For the first time ever, the Board of Governors of the Philadelphia Bar Association this week voted to endorse marriage equality — and called on the state to take action on pending legislation to grant same-sex couples equal marriage rights in Pennsylvania.
On Jan. 27, the approximately three-dozen board members voted unanimously in favor of a resolution that calls for the legalization of same-sex marriage in the Keystone State. With the resolution’s approval, support for marriage equality is now the official position of the Philadelphia Bar Association.
According to association director of communications and marketing Meredith Z. Avakian-Hardaway, although subsets of the organization have backed marriage-equality measures in the past, this is the first time the issue was brought to the full board of governors.
“There have been a variety of different resolutions over the years but some of the resolutions in the past may have been from a section of the association,” Avakian-Hardaway said. “This is the first time it was at this level before the entire board, who represent our 13,000 members. It is a big deal for us.”
The resolution was developed by the association’s LGBT Rights Committee.
Committee co-chair Mike Viola said drafters contacted each section or committee chair throughout the association, about half of whom endorsed the effort; while some didn’t respond, no one rejected the resolution, Viola noted.
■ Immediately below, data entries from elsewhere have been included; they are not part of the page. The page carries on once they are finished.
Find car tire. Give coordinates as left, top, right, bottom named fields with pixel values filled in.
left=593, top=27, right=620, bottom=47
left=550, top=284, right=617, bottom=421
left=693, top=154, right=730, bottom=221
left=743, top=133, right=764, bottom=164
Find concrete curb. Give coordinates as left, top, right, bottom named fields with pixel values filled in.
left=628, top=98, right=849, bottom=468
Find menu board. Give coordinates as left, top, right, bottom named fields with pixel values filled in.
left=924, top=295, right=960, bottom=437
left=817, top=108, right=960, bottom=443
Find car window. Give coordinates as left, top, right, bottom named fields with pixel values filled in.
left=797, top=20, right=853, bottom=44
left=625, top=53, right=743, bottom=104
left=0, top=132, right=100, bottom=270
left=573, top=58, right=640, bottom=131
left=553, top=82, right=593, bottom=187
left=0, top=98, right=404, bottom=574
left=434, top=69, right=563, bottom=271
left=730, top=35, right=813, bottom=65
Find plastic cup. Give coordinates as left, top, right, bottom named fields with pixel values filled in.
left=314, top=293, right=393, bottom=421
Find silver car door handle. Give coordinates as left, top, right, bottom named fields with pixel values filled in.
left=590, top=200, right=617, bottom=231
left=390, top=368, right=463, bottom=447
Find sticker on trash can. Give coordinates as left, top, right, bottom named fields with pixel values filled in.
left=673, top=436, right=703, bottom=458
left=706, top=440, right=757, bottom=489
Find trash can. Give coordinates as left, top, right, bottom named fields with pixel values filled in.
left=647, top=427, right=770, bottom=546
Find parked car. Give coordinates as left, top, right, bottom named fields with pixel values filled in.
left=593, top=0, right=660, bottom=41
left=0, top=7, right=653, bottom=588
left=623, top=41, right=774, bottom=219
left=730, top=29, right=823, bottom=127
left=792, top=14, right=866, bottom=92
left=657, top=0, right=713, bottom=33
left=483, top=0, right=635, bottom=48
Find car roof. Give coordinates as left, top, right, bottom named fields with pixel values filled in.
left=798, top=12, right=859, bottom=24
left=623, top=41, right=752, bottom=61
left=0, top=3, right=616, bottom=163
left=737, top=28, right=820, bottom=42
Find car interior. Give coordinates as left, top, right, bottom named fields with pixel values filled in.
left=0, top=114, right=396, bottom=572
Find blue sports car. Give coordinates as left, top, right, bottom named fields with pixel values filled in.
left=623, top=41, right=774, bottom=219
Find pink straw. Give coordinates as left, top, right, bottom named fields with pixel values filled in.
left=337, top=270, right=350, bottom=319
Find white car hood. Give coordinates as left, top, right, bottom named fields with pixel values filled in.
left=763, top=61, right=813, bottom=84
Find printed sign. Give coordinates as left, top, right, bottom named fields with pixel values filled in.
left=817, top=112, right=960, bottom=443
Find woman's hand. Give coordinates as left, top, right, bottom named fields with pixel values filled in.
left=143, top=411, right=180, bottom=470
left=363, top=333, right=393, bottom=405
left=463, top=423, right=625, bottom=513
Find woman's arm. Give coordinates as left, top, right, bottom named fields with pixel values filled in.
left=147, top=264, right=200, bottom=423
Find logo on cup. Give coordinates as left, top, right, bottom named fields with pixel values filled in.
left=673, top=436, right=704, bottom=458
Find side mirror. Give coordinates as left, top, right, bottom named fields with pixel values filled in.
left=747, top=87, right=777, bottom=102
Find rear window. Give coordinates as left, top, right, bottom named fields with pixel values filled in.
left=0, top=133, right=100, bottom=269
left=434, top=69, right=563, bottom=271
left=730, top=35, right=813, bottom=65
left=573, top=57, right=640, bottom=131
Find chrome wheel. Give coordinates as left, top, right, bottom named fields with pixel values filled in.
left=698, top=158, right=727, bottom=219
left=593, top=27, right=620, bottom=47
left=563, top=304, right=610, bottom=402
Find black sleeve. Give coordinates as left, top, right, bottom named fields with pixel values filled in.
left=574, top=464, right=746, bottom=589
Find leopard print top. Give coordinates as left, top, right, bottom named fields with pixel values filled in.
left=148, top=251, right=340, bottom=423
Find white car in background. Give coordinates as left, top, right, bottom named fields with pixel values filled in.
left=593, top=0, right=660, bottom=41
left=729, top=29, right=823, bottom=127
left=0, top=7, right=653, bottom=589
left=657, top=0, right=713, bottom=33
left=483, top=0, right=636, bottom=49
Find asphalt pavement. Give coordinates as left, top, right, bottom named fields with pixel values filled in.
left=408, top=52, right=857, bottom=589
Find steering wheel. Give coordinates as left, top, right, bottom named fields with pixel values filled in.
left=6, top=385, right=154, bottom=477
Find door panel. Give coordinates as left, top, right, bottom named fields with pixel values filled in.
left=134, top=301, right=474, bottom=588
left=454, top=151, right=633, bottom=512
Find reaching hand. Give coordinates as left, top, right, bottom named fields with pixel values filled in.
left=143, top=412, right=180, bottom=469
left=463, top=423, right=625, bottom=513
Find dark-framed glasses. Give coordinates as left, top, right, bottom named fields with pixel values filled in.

The resolution was then submitted to the cabinet of the board of governors, which then passed it on to the full board.
Viola said the collective voice of the association can be powerful.
“I think it can have significant impact because it tells the world that the official position of the Philadelphia Bar Association is that there should be marriage equality,” he said. “It is not an individual attorney saying this, but collectively. It is a civil right for all.”
The resolution contends that the state’s ban on same-sex marriage violates the state constitution, which guarantees Pennsylvanians’ “right to pursue their own happiness,” the “enjoyment of any civil right” and equality regardless of one’s sex, as well as violating the federal constitution.
The association, the oldest lawyers’ organization in the country, adopted a resolution in 1996 opposing a constitutional amendment to ban same-sex marriage — Pennsylvania has a statute banning marriage equality, but not a constitutional amendment — and the national American Bar Association adopted a 2010 resolution urging state, territorial and tribal governments to eliminate legal barriers to civil marriage between same-sex couples.
Monday’s resolution endorses “marriage equality in the Commonwealth of Pennsylvania” and goes on to state its support for Senate Bill 719 and House Bill 1686, the pending marriage-equality bills, as well as any “similar legislation that would afford same-sex couples the freedom to be married within the Commonwealth.”